Active Directory Project | ProLoyaconoTech

Secure Multi-Site AD Environment with GPOs and Replication

This project simulates a real-world enterprise environment using virtual machines, Active Directory, and pfSense routing. It demonstrates my ability to configure multi-site domain controllers, enforce Group Policy. Technologies used: VMware Workstation Pro, Windows Server 2022, pfSense (firewall/router), Windows 11 Pro (domain-joined client).

Network Structure using pfSense — Network structure using pfSense for routing and traffic analysis.

PfSense CLI — Configured pfSense interfaces to segment LAN-HQ and LAN-BR using VMware LAN segments. WAN interface connected via NAT to provide internet routing to both networks.

PfSense GUI — Configured pfSense GUI for traffic monitoring and management.

PfSense DHCP Dynamic Assignment — Enabled DHCP on the BR subnet to dynamically assign IPs to clients on the branch network.

Network for DC-HQ — Configured a static IP (192.168.10.10) on DC-HQ and installed the DNS Server role. Forward lookup zones for _msdcs.loyacono.local and loyacono.local were automatically created during AD installation, enabling name resolution for domain-joined devices.

DNS Manager — Configured a static IP (192.168.10.10) on DC-HQ and installed the DNS Server role. Forward lookup zones for _msdcs.loyacono.local and loyacono.local were automatically created during AD installation, enabling name resolution for domain-joined devices.

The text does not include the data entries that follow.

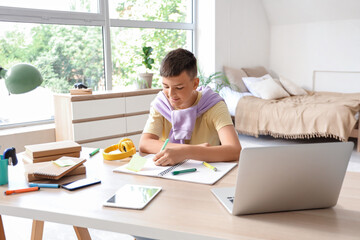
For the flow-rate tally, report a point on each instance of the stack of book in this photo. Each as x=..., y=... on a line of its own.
x=51, y=151
x=40, y=156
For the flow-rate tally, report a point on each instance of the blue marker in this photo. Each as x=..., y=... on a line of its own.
x=44, y=185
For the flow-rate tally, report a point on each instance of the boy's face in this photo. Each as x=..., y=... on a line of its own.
x=179, y=90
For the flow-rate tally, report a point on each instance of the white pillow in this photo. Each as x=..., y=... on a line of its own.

Promotion to Domain Controller — Verified DC-BR as an additional domain controller under loyacono.local. Presence confirmed via Active Directory Sites and Services and Server Manager. Replication tested using repadmin, confirming successful directory synchronization with DC-HQ.

Replication Summary — Promoted DC-BR to replicate from DC-HQ, completing the multi-site domain controller setup with replication over pfSense.

Active Directory Users and Computers — Created organizational units and joined a Windows 11 client to the domain. Verified replication and object visibility from both DCs.

GPO Creation — Created Group Policy Objects (GPOs) to enforce security settings and software installation on domain-joined clients.

Workstation Logon — Tested workstation logon for domain-joined clients, verifying GPO application and user authentication.

Client Added to Domain — Successfully joined Windows 11 client to the loyacono.local domain via DC-BR. Verified user logon with GPO applied.